Jacopo Bologna, allenatore della Prato Waterpolo, commenta: “Sono le prime partite della nuova stagione, stiamo cercando di capire l’inserimento delle ragazze nuove, provando nuovi schemi e soluzioni differenti. Purtroppo oggi si è aggiunto il problema di Chiara Tabani per la sospetta lesione al tendine di un dito della mano. Un incidente sciocco, accaduto un mese fa, dobbiamo fare alcune verifiche per avere diagnosi e prognosi. Quindi qui a Bogliasco abbiamo giocato in formazione rimaneggiata. Ma va molto bene, l’importante è acquisire il ritmo gara. Ho capito che quest’anno sarà un campionato divertente per chi scommette: nessun risultato né scontato né roboante. Sarà divertente giocarlo e guardarlo. Tra le novità il ritorno di Gigli. Elena fa parte del panorama sportivo italiano, pensare di giocare senza di lei è stata un’anomalia. Ha avuto bisogno di vivere un anno di crescita, un percorso diverso, ed è tornata nuova nello spirito e nell’animo, come una ragazzina. Sono convinto che dopo questa esperienza potrà giocare come minimo altri sei anni ad altissimo livello. Guardando il campionato ci sono tre squadre superiori, almeno sulla carta, per nomi ed abitudine a giocare insieme e sono Imperia, Padova, Messina; poi altre sette squadre che si giocano due retrocessioni e gli ultimi tre posti per i playoff. Non mi sento di dire nulla, ci sono anche anomalie come giocatrici che entreranno in corsa, per noi Bartolini a gennaio, stessa situazione per il Padova. Sarà un campionato divertente. Alle ragazze dico di lavorare tanto e di guardare la carta d’identità e sapere che il tempo darà ragione a loro ma con pazienza ed impegno”.
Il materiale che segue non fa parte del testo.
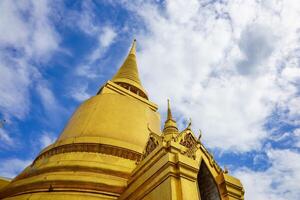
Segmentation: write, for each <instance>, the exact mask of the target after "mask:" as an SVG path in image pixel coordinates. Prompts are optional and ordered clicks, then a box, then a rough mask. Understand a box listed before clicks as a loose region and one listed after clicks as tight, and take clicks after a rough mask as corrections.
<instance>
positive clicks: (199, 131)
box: [198, 129, 202, 142]
mask: <svg viewBox="0 0 300 200" xmlns="http://www.w3.org/2000/svg"><path fill="white" fill-rule="evenodd" d="M201 137H202V131H201V129H199V137H198V141H199V142H200V140H201Z"/></svg>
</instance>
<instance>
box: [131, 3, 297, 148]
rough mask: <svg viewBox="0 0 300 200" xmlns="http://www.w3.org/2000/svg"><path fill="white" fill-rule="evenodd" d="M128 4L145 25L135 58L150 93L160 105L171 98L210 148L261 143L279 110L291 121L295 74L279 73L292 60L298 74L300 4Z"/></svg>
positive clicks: (177, 3)
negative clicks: (135, 57)
mask: <svg viewBox="0 0 300 200" xmlns="http://www.w3.org/2000/svg"><path fill="white" fill-rule="evenodd" d="M127 6H128V9H130V10H131V11H133V12H136V14H137V15H138V16H140V17H141V18H142V20H143V21H144V23H145V27H146V28H147V32H146V34H145V32H144V31H141V32H140V34H139V35H138V44H139V47H141V48H140V51H139V52H138V62H139V68H140V73H141V76H142V81H143V83H144V85H145V88H146V89H147V90H148V91H149V94H150V98H151V97H152V98H153V101H154V102H156V103H158V104H159V106H160V108H161V110H163V111H164V110H165V109H164V108H165V100H166V99H167V98H171V100H172V105H173V106H172V107H173V108H174V110H175V111H176V112H177V115H178V116H183V117H184V118H189V117H192V119H193V126H194V128H195V129H199V128H201V129H202V130H203V140H204V141H205V143H206V144H208V145H209V146H210V147H216V148H220V149H223V150H234V151H251V150H253V149H259V148H260V147H261V144H262V142H263V141H264V140H265V139H266V138H267V136H268V135H270V134H271V133H270V132H268V131H267V130H266V129H265V124H266V123H267V122H268V119H269V117H270V116H271V115H272V114H273V112H274V110H275V109H278V110H279V111H280V112H281V111H282V112H283V111H284V110H288V115H287V116H285V119H282V120H285V121H286V122H289V121H290V122H291V121H292V120H291V119H292V118H291V115H292V114H293V115H294V116H295V115H297V113H299V109H295V108H297V107H298V106H297V105H298V103H297V98H298V97H297V92H298V88H297V85H295V77H297V75H296V76H295V75H293V76H291V75H290V74H291V72H289V70H288V71H286V72H284V73H282V72H281V71H285V70H286V69H287V68H288V67H290V65H289V64H288V63H290V62H292V61H293V60H294V61H293V63H295V64H294V66H293V67H294V68H293V69H292V70H293V73H294V72H295V71H298V70H296V69H298V68H299V63H297V62H295V59H296V60H299V58H298V57H299V55H298V54H297V53H296V52H298V51H297V49H298V47H299V46H298V43H299V37H298V35H299V34H298V30H299V28H300V23H299V22H298V21H296V20H295V19H296V18H299V17H300V16H299V12H298V11H299V10H300V9H299V5H296V4H294V3H293V1H276V2H273V1H268V2H261V1H254V0H253V1H240V0H231V1H225V2H224V1H222V2H220V1H214V2H206V1H189V3H186V1H180V0H178V1H166V3H165V4H164V7H158V6H157V5H154V4H151V3H143V4H138V5H133V4H130V3H128V5H127ZM137 8H138V9H137ZM290 20H291V21H290ZM290 70H291V69H290ZM153 83H160V84H153ZM293 112H295V113H293ZM294 118H295V117H294Z"/></svg>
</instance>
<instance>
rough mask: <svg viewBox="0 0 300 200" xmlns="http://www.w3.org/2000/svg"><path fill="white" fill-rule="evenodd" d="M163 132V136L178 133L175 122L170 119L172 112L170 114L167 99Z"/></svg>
mask: <svg viewBox="0 0 300 200" xmlns="http://www.w3.org/2000/svg"><path fill="white" fill-rule="evenodd" d="M163 132H164V133H165V134H168V133H177V132H178V128H177V124H176V121H175V120H174V119H173V117H172V112H171V107H170V100H169V99H168V116H167V120H166V122H165V126H164V130H163Z"/></svg>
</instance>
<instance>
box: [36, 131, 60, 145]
mask: <svg viewBox="0 0 300 200" xmlns="http://www.w3.org/2000/svg"><path fill="white" fill-rule="evenodd" d="M55 139H56V137H55V136H54V135H53V133H49V132H44V133H43V135H42V136H41V138H40V141H39V142H40V146H41V148H45V147H47V146H49V145H50V144H52V143H53V142H54V141H55Z"/></svg>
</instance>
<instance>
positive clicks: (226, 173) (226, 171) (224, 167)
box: [224, 166, 228, 174]
mask: <svg viewBox="0 0 300 200" xmlns="http://www.w3.org/2000/svg"><path fill="white" fill-rule="evenodd" d="M224 174H228V168H227V166H224Z"/></svg>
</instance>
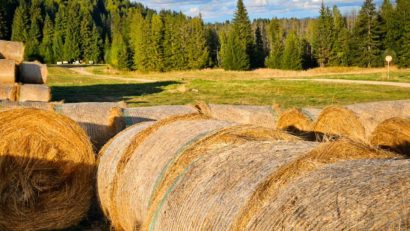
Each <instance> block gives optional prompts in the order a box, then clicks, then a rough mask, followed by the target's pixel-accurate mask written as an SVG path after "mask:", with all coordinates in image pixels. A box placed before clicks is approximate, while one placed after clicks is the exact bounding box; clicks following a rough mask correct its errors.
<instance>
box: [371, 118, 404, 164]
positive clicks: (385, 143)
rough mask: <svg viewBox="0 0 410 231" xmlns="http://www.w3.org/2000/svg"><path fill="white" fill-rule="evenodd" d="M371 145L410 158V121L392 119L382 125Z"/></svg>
mask: <svg viewBox="0 0 410 231" xmlns="http://www.w3.org/2000/svg"><path fill="white" fill-rule="evenodd" d="M370 143H371V144H372V145H374V146H378V147H380V148H383V149H388V150H391V151H394V152H397V153H401V154H404V155H407V156H409V157H410V119H404V118H391V119H388V120H386V121H384V122H382V123H380V124H379V125H378V126H377V127H376V129H375V130H374V132H373V134H372V135H371V137H370Z"/></svg>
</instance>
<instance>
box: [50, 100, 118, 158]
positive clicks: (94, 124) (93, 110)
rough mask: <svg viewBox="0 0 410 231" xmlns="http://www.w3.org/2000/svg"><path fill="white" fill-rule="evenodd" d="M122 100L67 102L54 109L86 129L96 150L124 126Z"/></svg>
mask: <svg viewBox="0 0 410 231" xmlns="http://www.w3.org/2000/svg"><path fill="white" fill-rule="evenodd" d="M124 107H126V105H125V104H124V103H123V102H119V103H67V104H62V105H57V106H56V107H55V110H56V111H57V112H58V113H61V114H63V115H65V116H67V117H69V118H71V119H73V120H74V121H76V122H77V123H79V124H80V126H81V127H82V128H83V129H84V130H85V131H86V133H87V134H88V136H89V137H90V139H91V142H92V143H93V145H94V149H95V150H96V151H98V150H100V148H101V147H102V146H103V145H104V144H105V143H107V141H108V140H109V139H111V138H112V137H114V136H115V135H116V134H117V133H118V132H120V131H122V130H123V129H124V128H125V123H124V119H123V117H122V108H124Z"/></svg>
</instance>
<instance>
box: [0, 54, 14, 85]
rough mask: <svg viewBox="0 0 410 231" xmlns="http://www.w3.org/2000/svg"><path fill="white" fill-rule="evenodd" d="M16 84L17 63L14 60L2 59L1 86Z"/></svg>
mask: <svg viewBox="0 0 410 231" xmlns="http://www.w3.org/2000/svg"><path fill="white" fill-rule="evenodd" d="M15 82H16V63H15V62H14V61H13V60H8V59H0V84H14V83H15Z"/></svg>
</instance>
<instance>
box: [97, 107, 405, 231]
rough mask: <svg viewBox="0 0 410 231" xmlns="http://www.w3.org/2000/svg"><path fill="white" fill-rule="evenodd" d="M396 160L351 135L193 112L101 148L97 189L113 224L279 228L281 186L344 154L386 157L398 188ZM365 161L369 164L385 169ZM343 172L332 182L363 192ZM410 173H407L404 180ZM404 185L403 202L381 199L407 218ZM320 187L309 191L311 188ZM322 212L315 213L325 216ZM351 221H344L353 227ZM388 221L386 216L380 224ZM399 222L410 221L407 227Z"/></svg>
mask: <svg viewBox="0 0 410 231" xmlns="http://www.w3.org/2000/svg"><path fill="white" fill-rule="evenodd" d="M397 157H398V156H397V155H396V154H392V153H389V152H384V151H380V150H377V149H373V148H371V147H368V146H366V145H364V144H362V143H358V142H354V141H351V140H346V139H342V140H339V141H336V142H329V143H325V144H322V145H319V144H318V143H315V142H306V141H301V140H300V139H299V138H296V137H295V136H291V135H288V134H286V133H282V132H278V131H274V130H272V129H267V128H263V127H257V126H254V125H238V124H236V123H230V122H224V121H220V120H215V119H213V118H212V119H211V118H210V117H208V116H206V115H200V114H190V115H183V116H176V117H171V118H167V119H164V120H161V121H157V122H153V121H149V122H143V123H140V124H137V125H134V126H133V127H130V128H128V129H127V130H125V131H123V132H122V133H120V134H119V135H117V136H116V137H115V138H113V139H112V140H111V141H110V142H109V143H108V144H107V145H106V146H105V147H104V148H103V149H102V151H101V152H100V157H99V158H100V159H99V167H98V172H97V176H98V178H97V187H98V195H99V199H100V202H101V206H102V208H103V211H104V213H105V215H106V216H107V217H108V218H109V219H110V221H111V222H112V225H113V226H114V228H115V230H138V229H141V230H188V229H189V230H243V229H245V228H248V227H253V225H254V224H259V223H267V226H265V227H269V225H272V226H273V225H276V223H270V222H271V220H272V221H275V220H274V219H272V218H271V217H270V215H269V211H270V210H268V209H266V208H267V206H268V207H269V206H271V204H274V203H275V201H276V199H277V198H279V197H280V196H282V192H284V191H286V190H287V188H289V187H291V186H292V185H293V184H294V183H298V182H299V180H301V179H304V178H308V179H310V178H309V177H308V176H309V174H315V173H316V172H326V171H327V170H326V169H327V168H328V167H330V166H333V165H337V164H341V163H345V162H346V163H347V161H352V163H354V164H355V163H356V162H355V161H360V160H370V159H375V160H380V161H381V162H377V161H375V162H374V163H377V166H379V165H380V166H382V167H381V168H383V169H386V168H388V169H389V171H391V172H392V174H390V175H388V176H387V175H383V174H379V175H381V177H382V179H381V180H380V181H381V182H386V185H385V186H386V187H390V189H392V190H393V188H392V187H393V186H397V185H400V183H397V182H396V181H395V180H394V178H391V177H390V176H396V175H399V174H400V173H401V172H402V171H401V170H397V171H396V170H395V169H394V166H397V165H403V166H405V165H406V164H404V162H400V161H401V160H396V159H394V158H397ZM385 159H394V161H391V164H392V165H390V164H388V166H387V165H386V164H383V163H382V162H383V161H384V160H385ZM372 163H373V162H372ZM379 163H382V164H379ZM389 163H390V162H389ZM368 165H370V167H369V168H368V169H378V167H373V165H371V164H368ZM366 166H367V165H366ZM389 166H390V167H389ZM392 166H393V167H392ZM406 166H408V164H407V165H406ZM403 168H404V167H403ZM403 168H401V169H403ZM339 171H340V170H339ZM336 172H337V171H336ZM325 176H327V175H325ZM333 176H334V177H336V178H335V180H337V179H338V178H337V175H335V174H334V175H333ZM333 176H332V177H333ZM345 177H346V178H347V179H346V181H350V182H351V184H352V186H351V187H350V188H348V187H341V188H340V189H338V188H337V187H334V188H335V190H339V191H338V192H337V193H341V194H342V193H345V194H346V193H348V191H349V190H350V189H351V188H358V189H361V182H359V181H356V178H354V177H350V176H348V175H347V176H345ZM406 177H408V174H407V175H406V176H405V177H402V178H403V179H405V178H406ZM327 180H328V179H327V178H326V179H323V181H321V182H322V184H324V183H326V181H327ZM306 187H308V186H306ZM400 187H401V189H402V190H401V191H400V192H398V193H397V194H398V195H399V196H401V198H405V199H406V201H405V202H404V205H403V206H400V207H397V208H396V207H394V206H396V205H397V203H396V204H393V205H394V206H390V205H389V204H388V203H385V202H386V198H378V199H379V200H380V201H378V202H377V205H378V206H379V207H380V208H378V209H379V210H380V209H385V210H386V211H391V213H392V215H395V216H396V217H398V218H403V220H404V218H406V216H407V215H408V214H406V213H403V214H401V213H394V212H398V211H401V210H400V209H401V208H402V207H405V206H409V205H410V198H409V194H408V193H407V194H406V191H404V190H410V184H402V185H400ZM305 190H307V189H305ZM315 190H316V189H315ZM314 192H317V191H314V189H312V194H311V195H315V194H314ZM407 192H408V191H407ZM325 193H330V192H327V191H326V192H325ZM375 193H377V192H376V191H375ZM332 195H333V194H332ZM372 195H373V194H372ZM283 196H285V195H283ZM299 197H301V198H302V197H303V194H300V195H299V194H298V195H297V198H299ZM358 197H359V196H358ZM329 198H334V197H332V196H329ZM354 199H355V198H350V200H351V201H354ZM326 203H329V205H328V206H329V207H330V206H332V205H331V203H334V201H331V200H326V201H323V204H324V205H323V207H324V208H326ZM367 206H371V204H370V203H367ZM361 208H363V209H366V205H361V207H360V209H361ZM299 209H300V210H301V211H303V208H299ZM316 209H317V210H318V208H316ZM343 209H344V210H343V211H342V212H343V213H354V211H353V212H352V211H349V208H348V207H343ZM358 209H359V208H358ZM379 210H377V211H379ZM265 211H267V212H265ZM278 212H279V211H278ZM281 212H286V210H281ZM332 212H337V211H332ZM271 213H272V212H271ZM290 215H292V214H290ZM365 215H366V217H365V218H366V219H367V220H369V222H376V221H377V222H379V221H378V220H377V218H378V216H379V215H380V214H377V215H378V216H375V214H373V213H368V214H365ZM389 215H390V214H389ZM302 217H303V216H302ZM372 217H376V220H373V221H372V220H371V219H372ZM396 217H395V218H396ZM321 218H322V217H321V216H320V214H319V216H316V219H317V220H318V221H320V220H321ZM323 218H326V216H325V215H323ZM354 219H355V218H354V217H353V216H352V220H346V221H344V220H339V221H338V222H339V223H342V224H343V225H345V227H347V229H348V228H349V227H350V222H351V221H353V220H354ZM366 219H365V220H366ZM275 222H276V221H275ZM383 224H386V223H383V222H379V226H378V227H382V225H383ZM279 225H280V223H279ZM401 225H402V227H406V228H410V224H408V225H406V223H403V224H401ZM278 227H279V226H278ZM249 229H251V230H252V228H249ZM253 230H254V229H253Z"/></svg>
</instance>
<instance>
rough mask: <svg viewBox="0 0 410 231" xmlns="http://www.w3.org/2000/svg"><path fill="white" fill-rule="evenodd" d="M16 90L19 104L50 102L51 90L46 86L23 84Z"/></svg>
mask: <svg viewBox="0 0 410 231" xmlns="http://www.w3.org/2000/svg"><path fill="white" fill-rule="evenodd" d="M18 88H19V90H18V96H17V98H18V101H20V102H30V101H36V102H49V101H50V100H51V90H50V88H49V87H48V86H46V85H40V84H23V85H19V87H18Z"/></svg>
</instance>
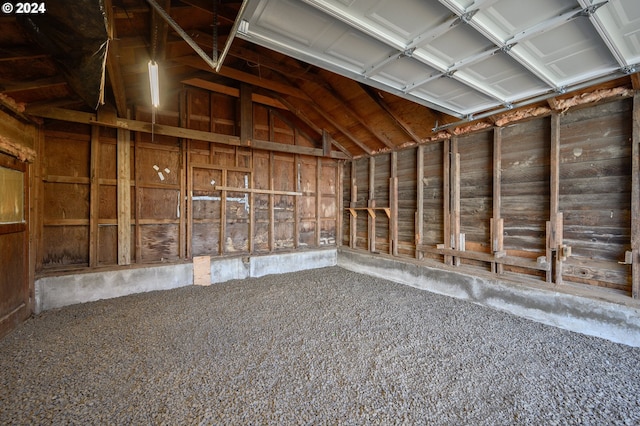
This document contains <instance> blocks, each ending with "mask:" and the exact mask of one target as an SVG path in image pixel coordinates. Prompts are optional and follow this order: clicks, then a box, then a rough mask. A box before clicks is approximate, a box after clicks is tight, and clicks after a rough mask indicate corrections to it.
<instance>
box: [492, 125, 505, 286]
mask: <svg viewBox="0 0 640 426" xmlns="http://www.w3.org/2000/svg"><path fill="white" fill-rule="evenodd" d="M501 188H502V127H496V128H494V129H493V218H492V219H491V251H492V253H494V254H497V253H502V251H503V249H504V235H503V234H504V232H503V229H504V221H503V219H502V213H501V212H502V191H501ZM502 266H503V265H502V264H501V263H495V262H493V263H492V264H491V267H492V269H493V271H494V272H496V273H498V274H502V273H503V272H504V268H503V267H502Z"/></svg>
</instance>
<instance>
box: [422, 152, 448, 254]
mask: <svg viewBox="0 0 640 426" xmlns="http://www.w3.org/2000/svg"><path fill="white" fill-rule="evenodd" d="M443 149H444V145H443V143H442V142H435V143H430V144H427V145H424V147H423V150H424V159H423V162H424V171H423V173H424V176H423V182H422V183H423V218H422V220H423V222H424V233H423V236H422V241H423V244H425V245H429V246H433V247H435V246H436V245H438V244H442V243H444V238H445V237H444V215H443V212H444V209H443V207H444V193H443V180H444V177H443V176H444V175H443V173H444V170H443V164H442V159H443V155H444V153H443ZM425 256H428V257H432V256H430V255H429V254H425Z"/></svg>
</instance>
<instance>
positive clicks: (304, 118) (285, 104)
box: [278, 96, 353, 158]
mask: <svg viewBox="0 0 640 426" xmlns="http://www.w3.org/2000/svg"><path fill="white" fill-rule="evenodd" d="M278 100H279V101H280V102H282V104H284V105H285V106H286V107H287V109H288V110H289V111H290V112H291V113H292V114H294V115H295V116H296V117H298V119H299V120H301V121H303V122H304V123H305V124H307V125H308V126H309V127H311V128H312V129H313V130H314V131H315V132H317V133H319V134H323V133H325V132H326V130H325V129H322V128H320V127H318V126H317V124H316V123H315V122H314V121H313V120H311V119H310V118H309V117H308V116H307V115H306V114H305V113H304V112H303V111H302V110H301V109H300V108H298V107H297V106H295V105H293V104H292V103H291V102H289V101H288V100H287V99H285V98H284V97H283V96H278ZM331 143H332V145H333V146H335V147H336V148H338V149H339V150H340V151H342V152H343V153H344V154H346V155H348V156H349V157H350V158H352V157H353V155H352V154H351V152H349V150H348V149H346V148H345V147H344V146H343V145H342V144H341V143H339V142H338V141H336V140H335V139H334V138H333V137H331Z"/></svg>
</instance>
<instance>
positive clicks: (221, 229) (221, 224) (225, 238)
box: [218, 169, 228, 254]
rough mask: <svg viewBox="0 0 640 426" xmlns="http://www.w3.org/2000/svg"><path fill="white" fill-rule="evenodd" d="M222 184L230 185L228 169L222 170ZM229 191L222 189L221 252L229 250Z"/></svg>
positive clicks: (222, 252) (225, 184)
mask: <svg viewBox="0 0 640 426" xmlns="http://www.w3.org/2000/svg"><path fill="white" fill-rule="evenodd" d="M222 185H224V186H228V182H227V169H223V170H222ZM226 236H227V191H225V190H224V189H223V190H222V191H220V237H219V238H218V240H219V241H220V254H225V253H226V252H227V250H226V246H227V240H226Z"/></svg>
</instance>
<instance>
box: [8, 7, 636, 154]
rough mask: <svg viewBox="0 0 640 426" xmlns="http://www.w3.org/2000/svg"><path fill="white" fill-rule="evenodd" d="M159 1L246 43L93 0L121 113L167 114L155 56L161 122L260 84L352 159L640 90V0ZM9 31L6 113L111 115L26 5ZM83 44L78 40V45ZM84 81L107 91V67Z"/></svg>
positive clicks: (258, 86) (279, 114)
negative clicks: (212, 101) (218, 55)
mask: <svg viewBox="0 0 640 426" xmlns="http://www.w3.org/2000/svg"><path fill="white" fill-rule="evenodd" d="M154 1H155V2H157V3H158V4H159V5H160V6H161V7H162V9H163V10H164V11H166V13H167V14H168V15H170V16H171V18H172V19H173V20H174V21H175V23H177V24H178V25H179V27H180V28H181V29H182V30H183V32H184V33H186V34H187V35H188V37H190V38H191V39H192V40H193V41H194V42H195V43H197V45H198V46H199V47H200V48H201V49H202V50H203V51H205V52H209V54H211V55H212V54H213V52H217V53H218V54H220V53H221V52H222V50H223V48H224V47H225V46H226V42H227V40H233V42H232V43H231V44H230V49H229V51H228V55H226V58H225V59H224V61H223V63H222V66H221V67H220V69H219V70H215V69H212V67H211V66H210V65H209V64H207V63H206V62H205V61H204V60H203V59H202V58H201V57H200V56H198V54H196V52H195V51H194V48H193V46H191V45H190V44H189V43H188V42H187V41H186V40H185V38H184V37H183V35H182V34H180V33H179V32H178V31H176V30H174V29H173V28H172V27H170V26H169V25H167V22H166V20H165V19H161V17H160V16H159V14H158V13H156V12H154V10H153V8H152V7H151V6H150V0H83V3H82V4H88V5H90V6H87V8H88V9H91V11H92V12H96V13H97V15H98V16H101V15H102V14H104V15H105V17H106V23H107V33H108V37H109V48H108V53H107V58H106V75H105V77H106V78H105V80H104V83H105V84H104V92H103V95H104V100H105V102H106V104H107V105H105V107H107V108H112V109H115V111H117V114H118V115H119V116H120V117H126V116H127V114H128V113H129V112H134V113H142V114H143V115H144V114H145V113H149V112H150V111H151V107H150V101H149V81H148V73H147V63H148V61H149V60H150V59H151V58H152V57H153V58H155V59H156V60H157V62H158V64H159V66H160V73H161V89H162V93H161V106H160V109H159V113H160V114H161V115H162V114H165V115H167V116H176V114H178V113H179V112H178V111H177V110H176V108H178V105H179V102H178V98H179V95H180V93H181V92H182V91H183V89H184V88H185V87H191V88H196V89H197V90H205V91H210V92H219V93H222V94H225V95H229V94H230V93H231V94H236V95H237V93H238V92H239V89H240V88H241V86H242V85H249V86H251V88H252V93H253V95H254V96H255V97H256V99H258V100H259V102H262V107H264V108H268V109H269V111H270V113H272V114H273V115H274V116H277V117H278V119H279V120H282V121H286V122H287V123H289V124H290V125H291V126H292V127H294V128H295V129H296V131H299V132H300V133H301V134H305V139H306V140H307V141H310V143H311V144H312V145H313V147H315V148H322V147H323V138H324V135H329V136H330V139H331V144H332V150H333V151H341V154H344V155H345V156H346V157H359V156H368V155H375V154H377V153H381V152H387V151H392V150H397V149H400V148H402V147H405V146H408V145H414V144H418V143H425V142H428V141H430V140H436V139H439V138H443V137H448V136H450V135H451V134H461V133H465V132H468V131H473V130H476V129H482V128H486V127H490V126H494V125H504V123H508V122H513V121H514V120H519V119H522V118H526V117H531V116H537V115H544V114H548V113H550V111H552V110H555V111H562V110H564V109H566V108H567V105H570V104H571V102H572V99H574V100H575V99H577V98H580V99H581V100H582V99H594V100H598V99H602V98H604V97H607V96H609V97H610V96H618V95H620V94H623V95H624V96H630V93H632V92H633V90H638V89H640V74H638V73H637V71H636V64H638V63H639V62H640V35H639V34H640V1H638V0H609V1H604V2H598V1H591V0H535V1H534V0H500V1H496V0H477V1H475V2H473V1H471V0H440V1H439V0H246V1H243V0H154ZM61 3H63V2H62V0H56V1H55V2H53V1H52V2H51V4H50V6H51V7H52V8H54V7H57V8H61V6H59V4H61ZM56 4H58V6H55V5H56ZM47 5H49V2H47ZM67 9H68V10H71V9H70V8H67ZM67 9H59V10H58V12H59V11H60V10H63V12H66V11H67ZM53 12H54V11H53V10H51V15H52V16H53V15H54V13H53ZM74 16H75V15H74ZM78 16H79V15H78ZM34 18H36V17H34ZM74 19H75V18H74ZM78 19H80V18H78ZM95 25H96V26H101V27H102V28H101V31H104V27H103V26H102V23H100V24H95ZM80 27H81V26H80V25H79V26H78V28H80ZM0 28H2V31H0V107H2V104H3V103H7V102H10V103H14V104H16V105H17V107H16V108H23V109H26V110H27V111H34V110H35V109H46V108H62V109H66V110H75V111H85V112H91V113H95V112H96V105H95V102H91V101H87V100H86V99H84V98H86V96H83V95H82V93H80V91H79V90H78V88H77V87H76V85H74V84H73V83H74V81H73V79H72V78H70V77H69V75H68V72H66V71H65V70H64V68H63V67H61V65H60V63H61V61H60V59H61V58H60V57H59V55H58V54H57V52H55V51H54V49H51V48H50V47H47V46H43V45H42V44H41V43H37V42H36V41H35V40H34V37H33V35H32V34H31V35H30V34H29V33H28V31H26V30H25V27H24V25H20V24H19V17H18V16H17V15H16V14H1V13H0ZM234 29H237V32H235V33H234ZM80 34H84V32H83V31H80ZM82 41H83V40H82V36H81V35H79V36H77V37H75V38H74V39H73V40H71V41H68V42H67V44H68V45H69V47H70V48H71V49H72V51H78V50H81V49H79V47H80V46H82ZM64 56H65V55H63V58H62V59H65V58H64ZM98 57H99V58H100V60H101V61H102V60H103V59H104V58H103V57H102V56H101V55H98ZM71 59H73V58H71ZM81 74H82V76H83V78H86V79H88V80H89V79H90V80H91V81H87V83H88V84H90V85H92V87H95V86H96V85H98V86H100V87H102V82H101V81H100V76H97V77H96V76H94V77H90V76H89V75H88V73H81ZM97 74H100V73H96V75H97ZM601 92H602V93H601ZM587 94H589V96H586V95H587ZM171 99H173V100H172V101H169V100H171ZM163 100H164V103H163ZM100 108H103V107H102V106H101V107H100ZM305 143H306V142H305Z"/></svg>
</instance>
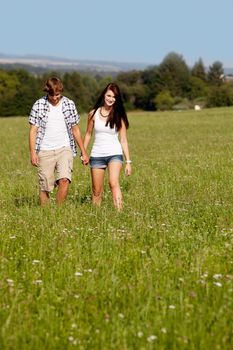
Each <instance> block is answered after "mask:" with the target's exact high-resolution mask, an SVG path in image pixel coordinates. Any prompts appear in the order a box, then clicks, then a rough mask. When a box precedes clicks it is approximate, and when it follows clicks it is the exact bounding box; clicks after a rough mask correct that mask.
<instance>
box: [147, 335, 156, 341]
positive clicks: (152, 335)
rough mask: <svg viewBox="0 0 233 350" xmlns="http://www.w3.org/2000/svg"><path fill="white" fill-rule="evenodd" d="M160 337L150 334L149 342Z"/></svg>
mask: <svg viewBox="0 0 233 350" xmlns="http://www.w3.org/2000/svg"><path fill="white" fill-rule="evenodd" d="M157 338H158V337H157V336H156V335H153V334H152V335H150V336H149V337H148V338H147V341H148V342H149V343H151V342H152V341H154V340H156V339H157Z"/></svg>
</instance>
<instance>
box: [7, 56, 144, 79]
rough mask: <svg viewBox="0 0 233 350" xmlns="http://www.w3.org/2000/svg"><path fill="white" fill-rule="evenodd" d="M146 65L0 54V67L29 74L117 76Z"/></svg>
mask: <svg viewBox="0 0 233 350" xmlns="http://www.w3.org/2000/svg"><path fill="white" fill-rule="evenodd" d="M147 66H148V64H146V63H128V62H107V61H94V60H93V61H92V60H72V59H66V58H57V57H49V56H48V57H47V56H33V55H27V56H15V55H5V54H1V53H0V67H2V68H5V69H12V68H19V67H21V68H24V69H26V70H29V71H31V72H35V73H40V72H41V73H43V72H45V71H48V70H50V71H51V70H53V71H68V72H69V71H77V70H78V71H86V72H93V73H105V74H110V73H111V74H117V73H119V72H125V71H130V70H134V69H135V70H143V69H145V68H146V67H147Z"/></svg>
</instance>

I tabellini della terza giornata:

Mediterranea Imperia – Prato Waterpolo 7-4
(Parziali: 2-1, 2-0, 0-2, 3-1)
Mediterranea Imperia: Gorlero, Ralat, Borriello, Gamberini, Stieber, Garibbo, Pomeri 3, Motta, Emmolo, Bencardino 2, Drocco 1, Amoretti 1, Solaini. All. Capanna.
Prato Waterpolo: Gigli, Pelagatti, Giachi 1, Cordovani 1, Bosco, Repetto 1, Furlanetto, Albiani, Storai, Francini, Braga 1, E. Tabani. All. Bologna.
Abitri: D. Bianco e Ferrari.
Note. Superiorità numeriche Imperia 3/9 e 2 rigori falliti, Prato 2/6. Uscite per tre falli Amoretti nel quarto tempo.

Rari Nantes Bogliasco – Lantech Plebiscito Padova 6-10
(Parziali: 1-4, 0-2, 3-3, 2-1)
Rari Nantes Bogliasco: Falconi, Viacava, Rossi 1, Dufour, Trucco, G. Millo 1, Maggi, Rogondino 1, Boero, Rambaldi 2, A. Cocchiere, Frassinetti 1, Casareto. All. Sinatra.
Lantech Plebiscito Padova: Teani, Barzon 2, I. Savioli 1, Vidonis, M. Savioli 1, Queirolo, A. Millo 1, Dario 4, Rocco, Gottardo 1, Casson, Meggiato, Krasti. All. Posterivo.
Arbitri: Brasiliano e Maggi.
Note. Superiorità numeriche Bogliasco 2/11, Padova 3/6 e 1 rigore fallito. Uscita per tre falli I. Savioli nel quarto tempo; Gottardo espulsa a 28″ dal termine della partita.